| || |
Celebrate Banned Books Week by reading a banned book
September 19, 2013 - Andrea Johnson
Next week is Banned Books Week, when libraries across the country will celebrate the freedom to read.
The American Library Association maintains a list on its website of books that have been frequently challenged or banned from the curriculum in schools across the country.
It also includes a list of books that people attempted to have removed from school curricula or from school or public libraries in the last year.
The 2012-2013 list includes such books as "The Absolutely True Diary of a Part-Time Indian" by Sherman Alexie, challenged at high schools in New Jersey and Washington because of sexual references and strong language; "Feed" by M.T. Anderson, challenged at a school in Virginia because of profanity and because the parent thought it was "trash"; "Ender's Game" by Orson Scott Card, criticized inexplicably by a parent of a child at a South Carolina school as being "pornographic"; "Nickel and Dimed (On Not Getting By in America)" by Barbara Ehrenreich, criticized, but ultimately retained, at a Pennsylvania high school after a parent complained the book is "obscene" and "of no moral value"; and Sarah S. Brannen's "Uncle Bobby's Wedding," which was nearly pulled from a public library in Brentwood, Mo., when a parent complained about the subject matter: a guinea pig goes to her gay uncle's wedding to his male partner.
There are several other books on this year's list, often challenged for sexually explicit material or profanity or because someone doesn't like the author's politics. For a complete list, log on to http://www.ila.org/BannedBooks/BBW—2012-2013—Shortlist.pdf
North Dakota is not immune to such things. Several years back, for instance, a couple of parents in Fargo tried to have John Grisham's "A Time to Kill" removed from the curriculum at Fargo North High School. They believed the book contains inappropriate subject matter. The school board turned down their request to remove the book from the curriculum.

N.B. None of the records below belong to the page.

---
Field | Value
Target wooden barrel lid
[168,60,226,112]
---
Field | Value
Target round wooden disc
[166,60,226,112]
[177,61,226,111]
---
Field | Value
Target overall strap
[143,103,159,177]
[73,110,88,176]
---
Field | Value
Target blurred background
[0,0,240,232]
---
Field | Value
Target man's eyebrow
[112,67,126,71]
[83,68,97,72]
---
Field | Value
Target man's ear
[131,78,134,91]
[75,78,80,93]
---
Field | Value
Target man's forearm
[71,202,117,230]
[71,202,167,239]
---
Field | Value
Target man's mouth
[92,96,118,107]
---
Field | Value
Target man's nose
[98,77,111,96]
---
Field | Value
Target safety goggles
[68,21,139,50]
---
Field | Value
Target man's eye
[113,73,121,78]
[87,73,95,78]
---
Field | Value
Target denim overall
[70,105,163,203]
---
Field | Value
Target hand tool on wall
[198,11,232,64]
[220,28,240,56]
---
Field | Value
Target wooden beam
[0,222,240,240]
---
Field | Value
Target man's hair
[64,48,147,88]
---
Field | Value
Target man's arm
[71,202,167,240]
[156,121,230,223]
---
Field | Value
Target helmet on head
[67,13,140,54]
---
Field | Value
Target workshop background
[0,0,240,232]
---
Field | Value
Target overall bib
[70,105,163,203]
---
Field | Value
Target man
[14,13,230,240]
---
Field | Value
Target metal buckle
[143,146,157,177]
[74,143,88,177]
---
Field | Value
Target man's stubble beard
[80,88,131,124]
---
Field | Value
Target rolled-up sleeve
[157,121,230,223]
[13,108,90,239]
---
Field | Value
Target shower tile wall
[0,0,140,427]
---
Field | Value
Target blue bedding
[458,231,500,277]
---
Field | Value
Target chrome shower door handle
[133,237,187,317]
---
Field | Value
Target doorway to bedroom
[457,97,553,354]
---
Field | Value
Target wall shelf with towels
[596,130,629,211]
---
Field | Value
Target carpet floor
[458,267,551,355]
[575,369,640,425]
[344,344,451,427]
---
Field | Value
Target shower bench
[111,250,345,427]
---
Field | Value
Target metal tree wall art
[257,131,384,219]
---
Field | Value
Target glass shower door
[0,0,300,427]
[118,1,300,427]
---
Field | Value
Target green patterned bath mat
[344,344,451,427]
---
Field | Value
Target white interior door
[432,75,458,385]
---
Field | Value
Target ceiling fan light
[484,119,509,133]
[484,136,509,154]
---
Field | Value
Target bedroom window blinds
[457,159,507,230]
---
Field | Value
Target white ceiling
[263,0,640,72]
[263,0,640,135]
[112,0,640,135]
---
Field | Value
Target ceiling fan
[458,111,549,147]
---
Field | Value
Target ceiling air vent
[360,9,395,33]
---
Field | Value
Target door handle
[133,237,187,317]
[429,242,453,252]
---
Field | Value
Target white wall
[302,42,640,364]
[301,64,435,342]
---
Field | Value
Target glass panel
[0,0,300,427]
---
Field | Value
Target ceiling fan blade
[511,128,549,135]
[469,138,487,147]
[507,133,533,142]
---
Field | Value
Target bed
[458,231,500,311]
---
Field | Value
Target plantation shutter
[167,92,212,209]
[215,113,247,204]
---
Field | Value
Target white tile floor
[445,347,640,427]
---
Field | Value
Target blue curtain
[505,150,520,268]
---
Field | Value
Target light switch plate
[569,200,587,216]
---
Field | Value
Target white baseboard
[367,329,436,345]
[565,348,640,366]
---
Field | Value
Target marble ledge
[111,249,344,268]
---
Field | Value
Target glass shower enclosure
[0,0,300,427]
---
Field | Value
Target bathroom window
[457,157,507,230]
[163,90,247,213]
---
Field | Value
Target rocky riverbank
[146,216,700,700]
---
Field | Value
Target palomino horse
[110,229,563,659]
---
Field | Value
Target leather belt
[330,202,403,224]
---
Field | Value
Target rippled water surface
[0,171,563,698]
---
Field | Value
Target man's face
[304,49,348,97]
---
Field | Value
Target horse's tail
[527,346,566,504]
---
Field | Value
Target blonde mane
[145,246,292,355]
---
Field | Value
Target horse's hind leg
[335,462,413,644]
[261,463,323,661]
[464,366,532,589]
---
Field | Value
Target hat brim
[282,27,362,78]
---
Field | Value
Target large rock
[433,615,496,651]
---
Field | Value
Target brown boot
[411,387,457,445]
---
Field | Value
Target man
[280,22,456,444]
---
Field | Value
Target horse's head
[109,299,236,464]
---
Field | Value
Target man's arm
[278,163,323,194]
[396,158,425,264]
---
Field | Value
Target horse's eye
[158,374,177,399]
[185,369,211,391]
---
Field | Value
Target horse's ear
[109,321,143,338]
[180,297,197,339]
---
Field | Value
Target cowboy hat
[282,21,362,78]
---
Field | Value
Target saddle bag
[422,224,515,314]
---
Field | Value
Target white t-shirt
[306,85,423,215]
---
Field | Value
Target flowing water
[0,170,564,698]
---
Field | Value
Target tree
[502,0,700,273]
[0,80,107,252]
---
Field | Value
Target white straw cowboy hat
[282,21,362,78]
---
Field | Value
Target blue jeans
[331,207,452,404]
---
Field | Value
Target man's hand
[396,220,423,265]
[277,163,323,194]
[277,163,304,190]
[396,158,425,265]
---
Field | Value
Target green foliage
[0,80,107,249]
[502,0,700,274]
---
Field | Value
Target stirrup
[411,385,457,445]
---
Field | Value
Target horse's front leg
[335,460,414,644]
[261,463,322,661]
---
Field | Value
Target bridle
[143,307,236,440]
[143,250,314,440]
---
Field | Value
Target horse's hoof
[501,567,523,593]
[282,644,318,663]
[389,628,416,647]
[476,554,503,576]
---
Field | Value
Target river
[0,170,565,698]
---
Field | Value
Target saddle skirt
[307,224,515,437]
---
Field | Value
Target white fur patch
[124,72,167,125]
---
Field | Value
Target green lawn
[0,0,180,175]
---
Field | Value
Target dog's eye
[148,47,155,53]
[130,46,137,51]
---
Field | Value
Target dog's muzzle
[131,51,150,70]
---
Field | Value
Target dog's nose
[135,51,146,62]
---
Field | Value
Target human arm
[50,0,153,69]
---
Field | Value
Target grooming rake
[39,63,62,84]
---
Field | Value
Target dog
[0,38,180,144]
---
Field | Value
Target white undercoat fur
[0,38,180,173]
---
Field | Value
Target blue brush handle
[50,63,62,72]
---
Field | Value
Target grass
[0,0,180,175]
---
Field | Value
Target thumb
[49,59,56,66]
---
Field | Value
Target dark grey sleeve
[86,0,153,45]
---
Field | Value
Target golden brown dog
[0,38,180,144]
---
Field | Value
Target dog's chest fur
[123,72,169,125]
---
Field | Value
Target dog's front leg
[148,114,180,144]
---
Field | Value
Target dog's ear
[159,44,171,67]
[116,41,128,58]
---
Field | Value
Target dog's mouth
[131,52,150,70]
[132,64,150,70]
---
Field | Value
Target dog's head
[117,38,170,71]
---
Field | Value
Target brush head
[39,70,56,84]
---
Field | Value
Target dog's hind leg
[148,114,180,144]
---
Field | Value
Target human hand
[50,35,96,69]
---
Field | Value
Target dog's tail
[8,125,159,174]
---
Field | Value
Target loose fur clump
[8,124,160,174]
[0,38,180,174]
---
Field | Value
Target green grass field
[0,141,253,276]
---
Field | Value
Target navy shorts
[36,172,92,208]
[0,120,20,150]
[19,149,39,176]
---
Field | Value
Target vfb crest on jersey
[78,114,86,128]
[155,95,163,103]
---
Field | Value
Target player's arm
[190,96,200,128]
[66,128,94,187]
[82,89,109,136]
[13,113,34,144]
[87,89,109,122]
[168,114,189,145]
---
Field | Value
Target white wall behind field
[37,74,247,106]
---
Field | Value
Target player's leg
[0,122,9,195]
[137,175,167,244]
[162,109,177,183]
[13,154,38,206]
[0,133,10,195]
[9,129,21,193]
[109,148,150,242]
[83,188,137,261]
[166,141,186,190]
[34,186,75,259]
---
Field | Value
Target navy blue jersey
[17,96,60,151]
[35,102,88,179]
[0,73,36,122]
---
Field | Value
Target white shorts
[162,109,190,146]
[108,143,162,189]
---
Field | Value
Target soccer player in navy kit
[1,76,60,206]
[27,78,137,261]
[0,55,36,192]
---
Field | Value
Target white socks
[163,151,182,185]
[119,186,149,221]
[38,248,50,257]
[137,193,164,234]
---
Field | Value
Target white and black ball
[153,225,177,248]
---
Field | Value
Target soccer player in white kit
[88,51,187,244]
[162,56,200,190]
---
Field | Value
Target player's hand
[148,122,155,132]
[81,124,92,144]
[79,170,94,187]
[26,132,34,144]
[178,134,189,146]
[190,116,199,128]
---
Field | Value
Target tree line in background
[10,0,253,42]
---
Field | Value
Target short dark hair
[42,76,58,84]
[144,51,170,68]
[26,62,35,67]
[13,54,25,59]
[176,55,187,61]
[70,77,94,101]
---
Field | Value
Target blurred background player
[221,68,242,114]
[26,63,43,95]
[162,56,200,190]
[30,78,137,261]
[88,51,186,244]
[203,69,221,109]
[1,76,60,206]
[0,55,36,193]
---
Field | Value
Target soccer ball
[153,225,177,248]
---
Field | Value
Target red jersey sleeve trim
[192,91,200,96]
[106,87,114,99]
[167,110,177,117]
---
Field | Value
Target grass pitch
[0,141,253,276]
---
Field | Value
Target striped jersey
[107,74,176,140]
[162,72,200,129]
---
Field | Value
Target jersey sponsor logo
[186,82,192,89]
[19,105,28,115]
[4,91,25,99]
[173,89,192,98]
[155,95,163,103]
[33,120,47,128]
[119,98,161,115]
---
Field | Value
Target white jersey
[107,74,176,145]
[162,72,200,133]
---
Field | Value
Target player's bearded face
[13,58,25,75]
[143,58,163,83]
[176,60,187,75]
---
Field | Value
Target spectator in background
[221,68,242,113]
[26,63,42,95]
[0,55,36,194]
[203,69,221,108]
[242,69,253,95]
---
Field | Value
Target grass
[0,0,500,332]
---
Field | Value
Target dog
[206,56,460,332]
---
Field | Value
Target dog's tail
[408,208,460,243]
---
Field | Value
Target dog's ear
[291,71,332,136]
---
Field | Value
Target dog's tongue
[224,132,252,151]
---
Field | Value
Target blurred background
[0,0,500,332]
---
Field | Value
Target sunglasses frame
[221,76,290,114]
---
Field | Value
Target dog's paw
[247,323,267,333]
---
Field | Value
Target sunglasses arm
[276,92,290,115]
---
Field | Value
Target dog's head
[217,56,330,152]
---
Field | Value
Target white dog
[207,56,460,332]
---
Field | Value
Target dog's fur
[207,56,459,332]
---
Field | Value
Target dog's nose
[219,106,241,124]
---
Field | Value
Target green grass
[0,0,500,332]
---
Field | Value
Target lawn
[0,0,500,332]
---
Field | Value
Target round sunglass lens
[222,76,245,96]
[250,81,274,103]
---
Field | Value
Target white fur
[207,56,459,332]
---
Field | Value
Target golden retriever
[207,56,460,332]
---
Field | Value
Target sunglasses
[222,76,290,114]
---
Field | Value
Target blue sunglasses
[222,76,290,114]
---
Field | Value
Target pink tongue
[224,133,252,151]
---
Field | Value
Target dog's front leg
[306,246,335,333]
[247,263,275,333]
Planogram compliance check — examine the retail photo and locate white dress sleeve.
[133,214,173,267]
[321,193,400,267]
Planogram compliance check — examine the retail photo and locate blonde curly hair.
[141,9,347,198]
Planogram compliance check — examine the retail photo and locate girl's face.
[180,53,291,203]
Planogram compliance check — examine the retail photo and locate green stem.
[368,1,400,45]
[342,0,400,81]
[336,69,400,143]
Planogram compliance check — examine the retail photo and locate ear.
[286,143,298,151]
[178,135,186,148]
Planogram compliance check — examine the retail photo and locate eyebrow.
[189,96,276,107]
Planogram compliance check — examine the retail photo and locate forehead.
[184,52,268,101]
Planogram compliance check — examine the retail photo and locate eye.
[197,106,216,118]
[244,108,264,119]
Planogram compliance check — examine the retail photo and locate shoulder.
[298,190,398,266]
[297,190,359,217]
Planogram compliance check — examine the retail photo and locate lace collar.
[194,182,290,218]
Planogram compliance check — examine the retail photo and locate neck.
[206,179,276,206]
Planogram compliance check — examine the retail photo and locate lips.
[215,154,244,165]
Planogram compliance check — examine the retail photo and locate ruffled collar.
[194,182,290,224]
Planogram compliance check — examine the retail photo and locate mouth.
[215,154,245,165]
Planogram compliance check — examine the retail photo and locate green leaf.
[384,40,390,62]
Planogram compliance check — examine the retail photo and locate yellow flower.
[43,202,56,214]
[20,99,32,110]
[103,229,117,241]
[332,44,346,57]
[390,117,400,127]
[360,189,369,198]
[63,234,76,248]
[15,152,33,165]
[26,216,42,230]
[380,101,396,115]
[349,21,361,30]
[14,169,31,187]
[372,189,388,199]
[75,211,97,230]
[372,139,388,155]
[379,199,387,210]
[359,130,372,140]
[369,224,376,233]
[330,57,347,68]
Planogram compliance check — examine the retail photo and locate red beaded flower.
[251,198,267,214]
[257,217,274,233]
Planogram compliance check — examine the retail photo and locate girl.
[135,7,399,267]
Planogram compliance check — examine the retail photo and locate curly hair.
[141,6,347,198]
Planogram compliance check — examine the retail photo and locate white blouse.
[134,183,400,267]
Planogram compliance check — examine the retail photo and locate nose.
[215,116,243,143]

All of the cases noted by ALA were attempts to restrict everyone's access to a book by removal from the school curriculum or library. They do not include the cases where a parent objected to a particular book for various reasons and asked the teacher to assign an alternative book for only his child to read.
Robert Doyle, writing for the ALA, makes a good point when he says that efforts to remove books from class curricula or from school or public libraries threatens everyone's freedom. Even in cases where an attempt to censor a book is not successful, librarians and teachers are more likely to voluntarily restrict access to potentially sensitive material in an attempt to avoid controversy. And, as Doyle said, that can also ultimately lead to certain books not being published at all, which limits everyone's choices.
So, in honor of Banned Books Week, I encourage everyone to read a banned book and to stand up for school and community librarians who dare to offer their patrons a wide selection of reading material, including some books that many might find offensive.